Puzzletron is a piece of PHP software used for organizing puzzle writing for puzzlehunts. The first commit on GitHub says it was imported from Metaphysical Plant in 2011; it’s likely older. There are active commits each year until January 2018, and AMA responses from Setec (2019) and Left Out (2020) mentioning it, so I believe most if not all Mystery Hunt writing teams used and improved Puzzletron and passed it down over those years.

Puzzletron was, in particular, one of the few things I touched in my minor participation in the writing and running of the 2015 MIT Mystery Hunt. I liked tweaking the colors and styles. I did not like working with PHP. Certainly back then I had a very negative impression of the language, enough so to pothole the “PHP” to eevee’s famous critique on its design, but my (extremely secondhand) impression today is that modern PHP has improved a lot and sports some pretty good features and frameworks.

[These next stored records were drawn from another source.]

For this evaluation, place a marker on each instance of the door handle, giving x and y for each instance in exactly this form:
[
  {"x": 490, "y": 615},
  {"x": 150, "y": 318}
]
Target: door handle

Unfortunately, Puzzletron is very, very much not modern PHP. It only ran on some 5.x version, which was still full of language landmines and is now years after its end of life; one particular incident I remembered was that one of my commits broke Puzzletron by proxy because a slightly older version of the PHP parser didn’t understand the concept of indexing into an expression. All the SQL queries were strung together with sprintf and mysql_real_escape_string.1 There were dozens of magic numbers, gobs of copy-pasted code, and a wonderful permissions system consisting of 12 non-mutually-exclusive roles that each granted you some subset of 11 distinct permissions according to this handy table.

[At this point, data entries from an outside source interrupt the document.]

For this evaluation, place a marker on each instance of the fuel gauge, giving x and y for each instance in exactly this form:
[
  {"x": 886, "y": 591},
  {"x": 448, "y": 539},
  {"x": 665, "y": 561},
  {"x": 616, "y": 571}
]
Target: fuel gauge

One particularly endearing button had a bold red warning above it saying, “Please don’t press this button”. I commented out the button.

diff --git a/postprod.php b/postprod.php
index fd1d564..02353ae 100644
--- a/postprod.php
+++ b/postprod.php
$puzzles = getPuzzlesInPostprodAndLater($uid);
displayQueue($uid,$puzzles, "notes finallinks", FALSE);
?>
+There used to be a button here, but I removed it.
+<!--
<hr>
<br>
<div class="warning">Warning: Please don't press this button. If you were supposed to press this button, you would know.</div>
@@ -23,6 +25,7 @@ displayQueue($uid,$puzzles, "notes finallinks", FALSE);
<input type="submit" name="postprodAll" value="Re-postprod ALL puzzles (THIS CANNOT BE UNDONE) [This will take a LONG TIME!]">
</form>
<br>
+-->
<?php
// End the HTML
foot();

Cheap technical shots aside, even in everyday usage, it was incredibly easy to misclick a link and accidentally spoil yourself on any puzzle; communication within testsolving groups and between them and puzzle authors was unnecessarily limited; and, despite figuring out a mostly reasonable subset of permissions to use, we still found that the permission system and a few other artificial restrictions in the code got in the way more than they helped.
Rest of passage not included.